Tuesday, August 31, 2010

Quiet Conversation

I woke up early today.  I hate that.  10 minutes of sleep is 10 minutes of sleep when you lose half your nite to Lisbeth Salander.

Weighed in at 218.  Had a good breakfast.  6oz of hamburger and a cup of pasta.  20oz of H20.  AM snack was a cliff bar.  Lunch was tough, esp after working on the tray line at work and sweating but I went with chix sandwich and yogurt.  I forgot my afternoon snack and it killed me halfway through my workout.  Played around with the kettlebell today.  Got a new 50lb one and I enjoy the whole not being able to breathe while swinging around a cannonball with a handle.  Dinner was 6oz of hamburger, half a potato and a .5 cup of chili. 

I took some free time at work to write and the words that came back to me where a little haunting. 

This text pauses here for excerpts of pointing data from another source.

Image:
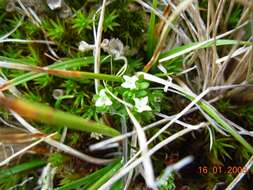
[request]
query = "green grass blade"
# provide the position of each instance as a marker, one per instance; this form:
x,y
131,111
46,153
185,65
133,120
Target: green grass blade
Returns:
x,y
151,32
65,64
46,114
20,168
87,181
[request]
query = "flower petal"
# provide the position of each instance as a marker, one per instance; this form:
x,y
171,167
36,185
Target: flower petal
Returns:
x,y
99,102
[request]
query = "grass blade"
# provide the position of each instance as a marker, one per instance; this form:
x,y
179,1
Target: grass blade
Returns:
x,y
89,180
46,114
20,168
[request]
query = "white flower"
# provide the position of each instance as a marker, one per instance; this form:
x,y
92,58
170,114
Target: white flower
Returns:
x,y
129,82
84,46
141,104
103,99
96,136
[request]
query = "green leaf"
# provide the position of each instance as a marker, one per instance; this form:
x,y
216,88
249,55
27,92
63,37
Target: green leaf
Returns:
x,y
151,31
92,179
20,168
46,114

"I dont know if I would cry if she died"  It was part of a dream I had the other night about having a conversation with a guy at a bar and we had never met.  I think this is the kind of honesty I would be looking for from myself.  It was the only thing I could write down, I couldnt take that sentence anywhere.

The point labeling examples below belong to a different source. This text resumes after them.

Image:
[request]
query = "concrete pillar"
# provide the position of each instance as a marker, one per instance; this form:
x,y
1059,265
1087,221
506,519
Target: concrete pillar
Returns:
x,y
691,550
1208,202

In less than 24 hrs parts of my past have come out of the woods.  Old friends, old girlfriends, old songs, and even old clothes.  Its so fucking weird to think of how it all ties together.  Its part of this broken down rooted tree that just barely holds on to me.  The dirt under your fingernails that wont go away. 

I had a few people tell me today they read this thing, and thanked me for the honesty.  That gave me such a buzz.  It wasnt the compliment but the fact that someone else read what I was feeling and connected.  This blog isnt me asking for advice or telling anyone how to live their lives, its me venting all the shit to this bright screen knowing it wont talk back, judge me or even offer advice. 

I am slightly depressed and horny which is no way to live your mid 20's haha.  I had an ex tell me tonite that she thought I couldnt be tamed.  I dont know how to take that but I often wonder how so many people know me better than myself.  But when your 1st real dating relationship comes at 25 I am a little behind the curve.  I made up for lost time in college after losing my weight and I think changing is a great thing when the reasons align.  The day we broke up I was sitting in the airport and jotted down on a notebook that "we didnt really break up, things just fell apart" 

I am heading to bed now with a clearer head than yesterday.  I smiled a lot tonite from quiet conversations with my parents and friends and that is how the day is supposed to end.